Il sera donc fait droit à la demande principale de Monsieur [T] et d'ordonner sa réintégration dans l'entreprise et le paiement d'une indemnité forfaitaire.
Du fait de la nullité de la rupture, la réintégration de Monsieur [T] doit être ordonnée sur le poste de technicien maintenance données pour lequel il a été déclaré inapte par le médecin- inspecteur du travail suivant avis du 29 mars 2019, entériné par le conseil de prud'hommes par ordonnance du 27 mai 2019, l'employeur devant reprendre la procédure de licenciement et exécuter son obligation de reclassement dans le cadre de l'avis du médecin- inspecteur du travail du 29 mars 2019, entériné par le conseil de prud'hommes, par ordonnance du 27 mai 2019.
Le salarié qui demande sa réintégration a droit au paiement d'une somme correspondant à la réparation de la totalité du préjudice subi au cours de la période qui s'est écoulée entre la rupture du contrat de travail et sa réintégration.
Il convient donc d'allouer à Monsieur [T] la somme de 146.781,20 € à titre de salaires, arrêtée au mois de février 2023, selon décompte produit par Monsieur [T] qui n'est pas discuté par la SA RTE et qui correspond aux droits du salarié.
Monsieur [T] n'expose aucune circonstances qui justifierait de faire droit à sa demande de publication de la décision dans l'intranet de l'entreprise. Cette demande sera donc rejetée.
Les créances salariales porteront intérêts au taux légal à compter de la réception par l'employeur de la lettre de convocation devant le bureau de conciliation soit à compter du 22 juillet 2019 et il convient d'ordonner la capitalisation des intérêts.

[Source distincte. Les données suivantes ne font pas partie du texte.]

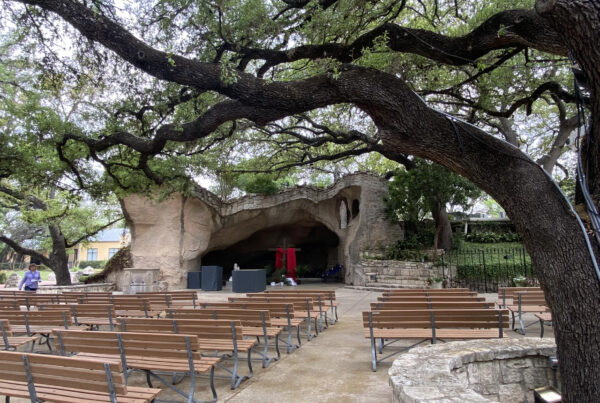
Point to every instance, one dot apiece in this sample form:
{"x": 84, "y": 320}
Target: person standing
{"x": 31, "y": 278}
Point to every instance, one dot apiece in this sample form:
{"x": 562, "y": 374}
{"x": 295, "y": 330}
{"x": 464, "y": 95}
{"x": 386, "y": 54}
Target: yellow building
{"x": 102, "y": 246}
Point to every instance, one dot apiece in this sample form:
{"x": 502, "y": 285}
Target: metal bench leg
{"x": 234, "y": 376}
{"x": 373, "y": 355}
{"x": 277, "y": 347}
{"x": 521, "y": 323}
{"x": 212, "y": 384}
{"x": 265, "y": 351}
{"x": 250, "y": 374}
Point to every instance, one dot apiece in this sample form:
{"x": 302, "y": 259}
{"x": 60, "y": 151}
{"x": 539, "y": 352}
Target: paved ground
{"x": 333, "y": 367}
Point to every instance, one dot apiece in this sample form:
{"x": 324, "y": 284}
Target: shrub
{"x": 492, "y": 271}
{"x": 303, "y": 270}
{"x": 492, "y": 237}
{"x": 95, "y": 264}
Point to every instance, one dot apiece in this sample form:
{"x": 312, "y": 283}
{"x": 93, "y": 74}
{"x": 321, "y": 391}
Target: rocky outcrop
{"x": 496, "y": 370}
{"x": 175, "y": 234}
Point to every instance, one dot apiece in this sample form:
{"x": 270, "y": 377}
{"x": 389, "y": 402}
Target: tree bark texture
{"x": 550, "y": 229}
{"x": 443, "y": 229}
{"x": 59, "y": 260}
{"x": 578, "y": 23}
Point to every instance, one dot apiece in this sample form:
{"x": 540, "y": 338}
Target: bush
{"x": 276, "y": 276}
{"x": 94, "y": 264}
{"x": 303, "y": 270}
{"x": 493, "y": 271}
{"x": 492, "y": 237}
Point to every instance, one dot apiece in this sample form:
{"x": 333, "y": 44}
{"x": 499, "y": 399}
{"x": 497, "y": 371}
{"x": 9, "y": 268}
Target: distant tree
{"x": 428, "y": 188}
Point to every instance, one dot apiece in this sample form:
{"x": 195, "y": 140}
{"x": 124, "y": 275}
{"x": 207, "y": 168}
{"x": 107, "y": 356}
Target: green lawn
{"x": 43, "y": 273}
{"x": 492, "y": 260}
{"x": 490, "y": 246}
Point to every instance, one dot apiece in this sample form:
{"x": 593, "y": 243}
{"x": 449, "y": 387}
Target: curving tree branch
{"x": 24, "y": 251}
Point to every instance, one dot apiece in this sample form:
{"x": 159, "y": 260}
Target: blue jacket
{"x": 30, "y": 279}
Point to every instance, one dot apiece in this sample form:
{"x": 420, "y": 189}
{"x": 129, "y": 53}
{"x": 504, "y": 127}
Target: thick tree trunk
{"x": 578, "y": 23}
{"x": 550, "y": 229}
{"x": 58, "y": 261}
{"x": 443, "y": 229}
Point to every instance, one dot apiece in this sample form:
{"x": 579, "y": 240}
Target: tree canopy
{"x": 161, "y": 90}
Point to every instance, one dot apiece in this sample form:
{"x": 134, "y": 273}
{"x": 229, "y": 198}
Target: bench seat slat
{"x": 70, "y": 395}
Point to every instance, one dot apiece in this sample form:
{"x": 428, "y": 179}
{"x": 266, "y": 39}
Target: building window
{"x": 93, "y": 254}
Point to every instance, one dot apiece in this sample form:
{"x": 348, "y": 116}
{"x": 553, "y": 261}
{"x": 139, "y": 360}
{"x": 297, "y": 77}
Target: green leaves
{"x": 414, "y": 193}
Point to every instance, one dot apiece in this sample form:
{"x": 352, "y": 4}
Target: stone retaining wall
{"x": 57, "y": 289}
{"x": 497, "y": 370}
{"x": 401, "y": 273}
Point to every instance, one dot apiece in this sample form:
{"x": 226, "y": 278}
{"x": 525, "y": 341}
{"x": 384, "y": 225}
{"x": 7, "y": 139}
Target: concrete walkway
{"x": 333, "y": 367}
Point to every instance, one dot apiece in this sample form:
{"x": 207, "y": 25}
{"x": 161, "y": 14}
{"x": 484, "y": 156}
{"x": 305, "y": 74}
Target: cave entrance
{"x": 318, "y": 244}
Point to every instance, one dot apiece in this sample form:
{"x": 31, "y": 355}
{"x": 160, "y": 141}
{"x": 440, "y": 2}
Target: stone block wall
{"x": 401, "y": 273}
{"x": 496, "y": 370}
{"x": 58, "y": 289}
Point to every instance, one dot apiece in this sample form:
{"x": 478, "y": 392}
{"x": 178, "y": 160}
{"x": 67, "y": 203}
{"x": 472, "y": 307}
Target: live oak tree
{"x": 190, "y": 71}
{"x": 428, "y": 188}
{"x": 44, "y": 206}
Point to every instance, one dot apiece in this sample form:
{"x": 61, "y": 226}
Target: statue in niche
{"x": 343, "y": 215}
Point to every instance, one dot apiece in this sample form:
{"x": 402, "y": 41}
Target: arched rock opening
{"x": 318, "y": 244}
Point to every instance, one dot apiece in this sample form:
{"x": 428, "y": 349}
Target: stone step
{"x": 393, "y": 285}
{"x": 389, "y": 277}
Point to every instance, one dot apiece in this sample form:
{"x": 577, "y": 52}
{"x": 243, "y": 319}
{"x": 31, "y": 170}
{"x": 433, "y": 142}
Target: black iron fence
{"x": 13, "y": 266}
{"x": 484, "y": 270}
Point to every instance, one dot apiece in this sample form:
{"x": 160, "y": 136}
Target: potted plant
{"x": 520, "y": 281}
{"x": 435, "y": 282}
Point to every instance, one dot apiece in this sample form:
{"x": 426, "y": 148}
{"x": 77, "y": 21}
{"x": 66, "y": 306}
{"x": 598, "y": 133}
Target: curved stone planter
{"x": 498, "y": 370}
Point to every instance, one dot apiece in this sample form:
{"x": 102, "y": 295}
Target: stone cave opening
{"x": 318, "y": 249}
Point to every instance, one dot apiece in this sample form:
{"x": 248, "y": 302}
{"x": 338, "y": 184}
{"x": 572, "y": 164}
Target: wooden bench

Sur l'article 700 du code de procédure civile et sur les dépens
Les dispositions du jugement relatives aux frais irrépétibles et aux dépens seront confirmées et il est équitable de condamner la SA RTE à payer à Monsieur [T] la somme de 1.500 € au titre des frais non compris dans les dépens qu'il a engagés en cause d'appel et ce, dans le cadre des dispositions de l'article 37 de la loi du 10 juillet 1991.
Les dépens d'appel seront à la charge de la SA RTE, partie succombante, par application de l'article 696 du code de procédure civile.
PAR CES MOTIFS
La Cour, après en avoir délibéré, statuant publiquement, par arrêt contradictoire prononcé par mise à disposition au greffe, les parties en ayant été avisées dans les conditions prévues à l'article 450 alinéa 2 du code de procédure civile et en matière prud'homale,
Confirme le jugement déféré en ses dispositions ayant ordonné la réintégration de Monsieur [T] au sein de la SA RESEAU DE TRANSPORT D'ELECTRICITE et ayant rejeté la demande de publication de la décision et en ses dispositions relatives à l'article 700 du code de procédure civile et aux dépens,
L'infirme pour le surplus et statuant à nouveau,
Dit que Monsieur [H] [T] a été victime d'une discrimination à raison de son handicap,
Dit que la rupture du stage statutaire de Monsieur [H] [T], intervenue le 19 septembre 2018, est nulle,
Ordonne la réintégration de Monsieur [H] [T] au sein de la SA RESEAU DE TRANSPORT D'ELECTRICITE sur le poste de technicien maintenance données pour lequel il a été déclaré inapte par le médecin-inspecteur du travail suivant avis du 29 mars 2019, entériné par le conseil de prud'hommes par ordonnance du 27 mai 2019, et dit que l'employeur doit reprendre la procédure de licenciement et exécuter son obligation de reclassement dans le cadre de l'avis du médecin- inspecteur du travail du 29 mars 2019, entériné par le conseil de prud'hommes par ordonnance du 27 mai 2019,
Condamne la SA RESEAU DE TRANSPORT D'ELECTRICITE à payer à Monsieur [H] [T] les sommes de :
- 5.000 € à titre de dommages-intérêts en réparation du préjudice subi du fait de la discrimination,
- 146.781,20 € de rappel de salaire, arrêté au mois de février 2023 inclus,
Dit que les créances salariales porteront intérêts au taux légal à compter du 22 juillet 2019,
Ordonne la capitalisation des intérêts,
Y ajoutant,
Condamne la SA RESEAU DE TRANSPORT D'ELECTRICITE à payer à Monsieur [H] [T] la somme de 1.500 € au titre de l'article 700 du code de procédure civile en cause d'appel et ce, dans le cadre des dispositions de l'article 37 de la loi du 10 juillet 1991,
Condamne la SA RESEAU DE TRANSPORT D'ELECTRICITE aux dépens d'appel.